Home movers are increasingly willing to consider alternative methods of buying or selling a home, according to new research from the Office of Fair Trading (OFT).
While the large majority of sellers still use a traditional estate agent, more than a third said they initially considered selling privately, using an online estate agent, or selling at auction.
In particular, interest in using an online estate agent was found to have increased markedly since the last time the survey was conducted in 2004.
Meanwhile, consumer satisfaction with the services provided by estate agents has also improved, with 88 per cent of both buyers and sellers happy with the service they received.

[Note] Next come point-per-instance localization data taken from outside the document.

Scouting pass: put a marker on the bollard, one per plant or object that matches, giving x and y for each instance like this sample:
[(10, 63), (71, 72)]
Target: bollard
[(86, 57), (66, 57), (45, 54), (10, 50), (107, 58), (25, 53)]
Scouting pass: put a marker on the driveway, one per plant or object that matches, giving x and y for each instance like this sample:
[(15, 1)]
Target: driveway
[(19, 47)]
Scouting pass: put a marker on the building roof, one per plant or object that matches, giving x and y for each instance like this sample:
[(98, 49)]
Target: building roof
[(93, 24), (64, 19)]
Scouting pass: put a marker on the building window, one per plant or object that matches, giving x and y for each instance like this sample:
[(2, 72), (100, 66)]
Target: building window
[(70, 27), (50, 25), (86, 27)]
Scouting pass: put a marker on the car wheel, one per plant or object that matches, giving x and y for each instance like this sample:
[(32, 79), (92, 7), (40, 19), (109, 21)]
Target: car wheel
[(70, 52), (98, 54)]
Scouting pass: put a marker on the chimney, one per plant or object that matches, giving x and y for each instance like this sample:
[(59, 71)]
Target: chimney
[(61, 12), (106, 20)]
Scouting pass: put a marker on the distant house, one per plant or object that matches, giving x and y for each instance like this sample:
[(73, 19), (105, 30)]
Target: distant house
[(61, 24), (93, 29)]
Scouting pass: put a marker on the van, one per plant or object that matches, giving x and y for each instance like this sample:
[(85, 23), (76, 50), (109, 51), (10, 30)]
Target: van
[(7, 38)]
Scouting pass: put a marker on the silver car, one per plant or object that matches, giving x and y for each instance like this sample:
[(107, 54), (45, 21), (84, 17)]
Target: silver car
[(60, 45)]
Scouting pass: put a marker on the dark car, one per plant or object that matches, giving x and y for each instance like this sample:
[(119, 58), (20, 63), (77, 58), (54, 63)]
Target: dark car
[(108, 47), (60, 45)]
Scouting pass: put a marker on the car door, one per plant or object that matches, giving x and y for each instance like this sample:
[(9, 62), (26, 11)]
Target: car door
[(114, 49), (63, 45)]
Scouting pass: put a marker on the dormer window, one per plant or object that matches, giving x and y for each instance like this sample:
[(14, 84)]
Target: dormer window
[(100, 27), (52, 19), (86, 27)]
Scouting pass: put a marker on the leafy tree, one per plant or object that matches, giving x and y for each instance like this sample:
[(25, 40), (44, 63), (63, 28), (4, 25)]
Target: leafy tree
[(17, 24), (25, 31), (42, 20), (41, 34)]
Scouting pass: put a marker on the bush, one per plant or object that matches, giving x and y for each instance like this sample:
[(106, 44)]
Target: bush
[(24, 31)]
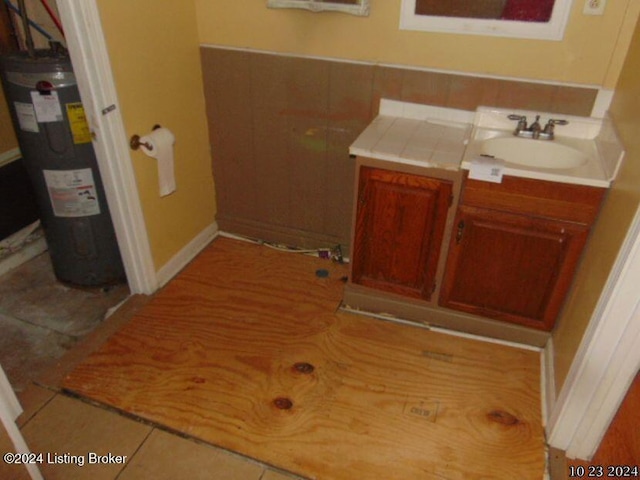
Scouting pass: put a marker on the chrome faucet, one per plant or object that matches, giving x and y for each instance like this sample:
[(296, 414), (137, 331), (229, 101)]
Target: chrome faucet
[(522, 123), (535, 130)]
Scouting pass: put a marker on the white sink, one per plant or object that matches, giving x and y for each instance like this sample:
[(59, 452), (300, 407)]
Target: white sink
[(534, 153)]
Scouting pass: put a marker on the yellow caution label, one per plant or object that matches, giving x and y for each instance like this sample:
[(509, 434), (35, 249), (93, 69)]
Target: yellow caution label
[(78, 121)]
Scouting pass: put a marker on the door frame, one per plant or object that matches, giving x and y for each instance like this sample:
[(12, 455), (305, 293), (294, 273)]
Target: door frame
[(607, 360), (87, 48)]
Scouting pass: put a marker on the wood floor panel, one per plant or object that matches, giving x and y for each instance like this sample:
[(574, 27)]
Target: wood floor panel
[(244, 329)]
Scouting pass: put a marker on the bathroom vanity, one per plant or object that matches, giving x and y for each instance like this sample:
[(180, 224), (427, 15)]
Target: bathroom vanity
[(450, 234)]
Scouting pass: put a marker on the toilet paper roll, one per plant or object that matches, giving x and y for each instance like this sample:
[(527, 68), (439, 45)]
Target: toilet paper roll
[(160, 143)]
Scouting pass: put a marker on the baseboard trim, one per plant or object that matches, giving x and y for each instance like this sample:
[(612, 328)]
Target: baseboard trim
[(188, 253), (9, 156), (548, 382)]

Interestingly, the majority of consumer complaints in the sector were about the individual buyer or seller on the other side of the transaction or their solicitor, rather than with the estate agent involved.
Nineteen per cent of buyers said they had experienced a purchase falling through after they had made an offer that the seller had accepted.
The most common reason for a sale falling through was another buyer made a better offer, followed by the buyer withdrawing after a survey showed problems with the house, and problems elsewhere in the chain.
Also covered in the research was the question of fees received by estate agents on services provided to buyers such as referrals for mortgages, surveys, legal advice and other services.
On average, estate agents made recommendations about the providers of such ancillary services to 65 per cent of buyers, with 36 per cent of buyers taking up these recommendations and going on to use at least one of the services.
Heather Clayton, OFT Senior Director of Infrastructure, said the research showed the enormous potential for new internet-based business models in home buying and selling.